Strengths: * The paper develops self-supervised learning for video correspondence. Both are important topics in machine learning and computer vision. * The perspective of learning to walk on a space-time graph is very interesting and quite novel. * The experiments are well-thought-of and the empirical results are strong. Overall, the paper has a good idea, major technical innovations (in terms of modeling) and strong results. I found the paper quite exciting and would advocate for its acceptance.

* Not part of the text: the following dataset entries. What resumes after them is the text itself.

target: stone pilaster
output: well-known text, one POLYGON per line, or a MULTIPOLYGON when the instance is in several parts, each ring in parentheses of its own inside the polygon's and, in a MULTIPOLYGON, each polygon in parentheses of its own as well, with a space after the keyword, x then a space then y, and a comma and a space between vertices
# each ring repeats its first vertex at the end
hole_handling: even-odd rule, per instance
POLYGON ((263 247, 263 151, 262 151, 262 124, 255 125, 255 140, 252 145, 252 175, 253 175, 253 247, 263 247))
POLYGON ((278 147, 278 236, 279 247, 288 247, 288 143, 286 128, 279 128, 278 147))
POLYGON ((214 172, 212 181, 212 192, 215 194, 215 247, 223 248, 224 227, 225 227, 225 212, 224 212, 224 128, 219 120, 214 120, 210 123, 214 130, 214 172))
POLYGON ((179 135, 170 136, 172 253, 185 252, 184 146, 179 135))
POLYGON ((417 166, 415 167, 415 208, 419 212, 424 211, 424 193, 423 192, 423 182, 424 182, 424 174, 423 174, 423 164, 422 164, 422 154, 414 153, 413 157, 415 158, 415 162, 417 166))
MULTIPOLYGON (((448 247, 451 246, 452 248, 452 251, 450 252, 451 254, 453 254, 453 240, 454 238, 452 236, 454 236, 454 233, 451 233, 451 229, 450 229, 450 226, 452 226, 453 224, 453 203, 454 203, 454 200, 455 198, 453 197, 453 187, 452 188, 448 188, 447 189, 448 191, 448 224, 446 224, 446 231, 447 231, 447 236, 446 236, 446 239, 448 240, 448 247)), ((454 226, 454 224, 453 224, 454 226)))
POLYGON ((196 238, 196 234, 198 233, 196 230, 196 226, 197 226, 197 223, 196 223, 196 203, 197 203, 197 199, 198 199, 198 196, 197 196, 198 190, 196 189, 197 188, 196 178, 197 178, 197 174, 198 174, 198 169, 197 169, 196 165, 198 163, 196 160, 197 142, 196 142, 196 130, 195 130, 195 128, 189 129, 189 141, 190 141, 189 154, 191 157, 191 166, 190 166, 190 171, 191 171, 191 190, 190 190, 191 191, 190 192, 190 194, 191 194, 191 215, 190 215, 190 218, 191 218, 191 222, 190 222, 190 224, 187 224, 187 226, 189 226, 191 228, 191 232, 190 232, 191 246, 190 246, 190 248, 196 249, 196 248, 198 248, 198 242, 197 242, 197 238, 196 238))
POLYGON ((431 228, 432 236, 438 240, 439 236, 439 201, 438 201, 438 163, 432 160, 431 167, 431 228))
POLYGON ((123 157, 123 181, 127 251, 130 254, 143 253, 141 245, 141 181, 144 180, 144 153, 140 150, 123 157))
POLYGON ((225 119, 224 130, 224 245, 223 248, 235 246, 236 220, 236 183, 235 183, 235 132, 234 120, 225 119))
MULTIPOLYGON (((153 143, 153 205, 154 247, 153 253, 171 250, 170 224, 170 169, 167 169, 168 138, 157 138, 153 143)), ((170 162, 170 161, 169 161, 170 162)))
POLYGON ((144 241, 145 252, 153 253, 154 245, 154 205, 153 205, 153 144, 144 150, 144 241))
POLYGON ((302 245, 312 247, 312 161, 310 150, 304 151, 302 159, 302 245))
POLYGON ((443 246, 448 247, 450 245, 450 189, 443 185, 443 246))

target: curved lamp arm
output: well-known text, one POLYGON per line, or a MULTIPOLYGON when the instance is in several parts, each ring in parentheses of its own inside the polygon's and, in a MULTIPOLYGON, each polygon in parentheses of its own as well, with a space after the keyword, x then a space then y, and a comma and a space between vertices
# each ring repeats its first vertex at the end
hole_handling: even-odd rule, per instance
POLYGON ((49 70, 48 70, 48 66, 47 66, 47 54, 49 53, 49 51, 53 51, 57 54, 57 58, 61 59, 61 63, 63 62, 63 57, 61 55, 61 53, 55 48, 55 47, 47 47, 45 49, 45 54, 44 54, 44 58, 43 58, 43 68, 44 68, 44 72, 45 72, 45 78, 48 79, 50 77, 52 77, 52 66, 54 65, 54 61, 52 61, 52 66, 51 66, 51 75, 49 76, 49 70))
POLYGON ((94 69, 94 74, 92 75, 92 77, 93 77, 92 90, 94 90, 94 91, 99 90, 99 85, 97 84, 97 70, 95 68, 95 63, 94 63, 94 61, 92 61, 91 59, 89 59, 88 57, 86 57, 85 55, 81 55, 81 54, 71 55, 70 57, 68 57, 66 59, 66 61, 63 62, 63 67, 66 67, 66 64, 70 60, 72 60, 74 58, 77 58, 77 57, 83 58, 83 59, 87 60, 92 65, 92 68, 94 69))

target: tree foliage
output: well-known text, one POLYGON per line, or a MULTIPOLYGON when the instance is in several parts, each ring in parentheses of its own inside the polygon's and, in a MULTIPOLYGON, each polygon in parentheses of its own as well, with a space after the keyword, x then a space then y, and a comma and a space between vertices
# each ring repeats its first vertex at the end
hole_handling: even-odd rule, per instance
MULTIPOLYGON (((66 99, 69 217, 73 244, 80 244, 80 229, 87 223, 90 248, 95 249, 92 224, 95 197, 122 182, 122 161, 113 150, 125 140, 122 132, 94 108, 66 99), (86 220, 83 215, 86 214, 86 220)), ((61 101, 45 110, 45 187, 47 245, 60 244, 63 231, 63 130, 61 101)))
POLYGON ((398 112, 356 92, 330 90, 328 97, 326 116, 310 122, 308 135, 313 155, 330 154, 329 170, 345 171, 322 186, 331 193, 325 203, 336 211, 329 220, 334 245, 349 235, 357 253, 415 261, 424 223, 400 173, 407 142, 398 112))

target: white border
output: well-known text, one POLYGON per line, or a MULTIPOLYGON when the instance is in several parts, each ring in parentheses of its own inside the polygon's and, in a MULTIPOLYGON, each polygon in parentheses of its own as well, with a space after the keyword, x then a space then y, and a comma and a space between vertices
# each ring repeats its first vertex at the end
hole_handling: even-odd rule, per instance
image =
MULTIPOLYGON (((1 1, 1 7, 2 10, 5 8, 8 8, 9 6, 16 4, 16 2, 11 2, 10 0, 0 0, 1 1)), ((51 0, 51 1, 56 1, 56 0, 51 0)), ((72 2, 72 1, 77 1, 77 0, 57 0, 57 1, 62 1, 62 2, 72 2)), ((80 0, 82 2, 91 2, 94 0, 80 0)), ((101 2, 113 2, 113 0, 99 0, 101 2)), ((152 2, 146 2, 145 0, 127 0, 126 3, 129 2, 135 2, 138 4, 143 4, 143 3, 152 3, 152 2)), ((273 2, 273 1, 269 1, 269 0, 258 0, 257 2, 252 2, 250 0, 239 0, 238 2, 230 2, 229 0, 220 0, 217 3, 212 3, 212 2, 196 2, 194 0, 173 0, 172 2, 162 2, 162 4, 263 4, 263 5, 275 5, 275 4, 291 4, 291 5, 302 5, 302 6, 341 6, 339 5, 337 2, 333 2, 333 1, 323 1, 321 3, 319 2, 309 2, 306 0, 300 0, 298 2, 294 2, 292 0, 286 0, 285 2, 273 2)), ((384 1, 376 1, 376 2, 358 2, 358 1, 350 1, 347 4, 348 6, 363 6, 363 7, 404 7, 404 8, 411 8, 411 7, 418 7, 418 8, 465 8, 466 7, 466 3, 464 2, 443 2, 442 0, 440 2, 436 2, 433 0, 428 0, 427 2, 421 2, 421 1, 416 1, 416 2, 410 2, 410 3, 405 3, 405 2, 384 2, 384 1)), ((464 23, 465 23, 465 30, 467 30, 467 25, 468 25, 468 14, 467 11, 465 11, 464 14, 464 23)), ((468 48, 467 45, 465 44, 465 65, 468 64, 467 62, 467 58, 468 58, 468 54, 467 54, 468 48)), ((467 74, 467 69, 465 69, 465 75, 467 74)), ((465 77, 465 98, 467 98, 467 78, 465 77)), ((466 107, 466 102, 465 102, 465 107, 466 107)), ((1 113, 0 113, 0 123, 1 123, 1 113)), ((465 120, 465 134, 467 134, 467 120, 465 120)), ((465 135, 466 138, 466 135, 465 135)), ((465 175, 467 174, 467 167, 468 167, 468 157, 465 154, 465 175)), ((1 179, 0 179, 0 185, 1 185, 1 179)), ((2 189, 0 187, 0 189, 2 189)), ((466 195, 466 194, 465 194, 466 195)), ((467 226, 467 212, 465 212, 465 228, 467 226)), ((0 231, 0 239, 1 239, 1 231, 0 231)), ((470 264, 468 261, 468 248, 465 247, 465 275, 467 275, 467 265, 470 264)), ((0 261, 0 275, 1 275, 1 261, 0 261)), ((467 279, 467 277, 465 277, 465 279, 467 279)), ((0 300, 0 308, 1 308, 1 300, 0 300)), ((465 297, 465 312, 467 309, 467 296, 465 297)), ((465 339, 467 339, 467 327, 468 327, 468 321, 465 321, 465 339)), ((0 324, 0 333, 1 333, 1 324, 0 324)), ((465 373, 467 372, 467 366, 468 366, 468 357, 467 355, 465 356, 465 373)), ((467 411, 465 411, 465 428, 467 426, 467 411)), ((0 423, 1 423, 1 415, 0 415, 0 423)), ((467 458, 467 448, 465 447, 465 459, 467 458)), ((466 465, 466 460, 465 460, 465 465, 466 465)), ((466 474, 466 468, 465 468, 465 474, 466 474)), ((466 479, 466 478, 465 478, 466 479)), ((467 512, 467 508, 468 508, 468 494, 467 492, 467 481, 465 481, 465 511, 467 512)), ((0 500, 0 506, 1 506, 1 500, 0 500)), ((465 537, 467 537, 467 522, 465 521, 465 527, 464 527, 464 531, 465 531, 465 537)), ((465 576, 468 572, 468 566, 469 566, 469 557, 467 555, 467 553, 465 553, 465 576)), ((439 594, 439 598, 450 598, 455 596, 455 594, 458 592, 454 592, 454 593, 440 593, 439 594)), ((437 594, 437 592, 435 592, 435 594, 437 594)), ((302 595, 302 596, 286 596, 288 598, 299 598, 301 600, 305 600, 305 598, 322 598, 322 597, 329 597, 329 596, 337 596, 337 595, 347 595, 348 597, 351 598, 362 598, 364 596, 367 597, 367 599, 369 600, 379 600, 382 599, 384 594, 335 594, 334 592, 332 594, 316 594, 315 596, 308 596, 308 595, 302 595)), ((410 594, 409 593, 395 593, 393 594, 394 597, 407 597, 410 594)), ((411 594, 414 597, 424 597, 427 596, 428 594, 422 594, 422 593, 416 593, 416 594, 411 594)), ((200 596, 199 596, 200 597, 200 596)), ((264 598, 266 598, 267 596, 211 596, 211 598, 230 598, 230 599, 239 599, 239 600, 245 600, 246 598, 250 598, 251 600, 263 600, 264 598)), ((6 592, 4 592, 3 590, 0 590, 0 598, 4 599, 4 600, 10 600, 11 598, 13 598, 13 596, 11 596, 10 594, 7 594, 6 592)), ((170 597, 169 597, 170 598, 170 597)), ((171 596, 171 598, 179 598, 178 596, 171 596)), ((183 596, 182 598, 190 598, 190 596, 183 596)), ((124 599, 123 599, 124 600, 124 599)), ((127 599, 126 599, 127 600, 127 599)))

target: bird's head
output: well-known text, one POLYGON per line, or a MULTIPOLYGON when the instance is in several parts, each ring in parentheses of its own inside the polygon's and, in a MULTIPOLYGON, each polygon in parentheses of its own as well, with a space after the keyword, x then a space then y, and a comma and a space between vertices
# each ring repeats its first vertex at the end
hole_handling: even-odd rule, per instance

Weaknesses: I did not identify any major weakness of the paper.

Correctness: The claims, the method and the experiments are sound.

Clarity: The paper is well written. The intuition and the technical details are clearly explained. I enjoyed reading this paper.

Relation to Prior Work: Relation to prior work was sufficiently discussed in the paper.

Reproducibility: Yes

Additional Feedback: I am curious about how the method can learn to cheat (P4 footnote) and would like to see a bit more description / discussion here. What does the shortcut look like (mentioned in the supplementary material)? It seems that the model can learn to remember the spatial location of a patch, thus making the walker stay at the same location. **Post Rebuttal Update: The rebuttal has addressed my previous question on the shortcut. Overall, I strongly recommend the acceptance of this paper.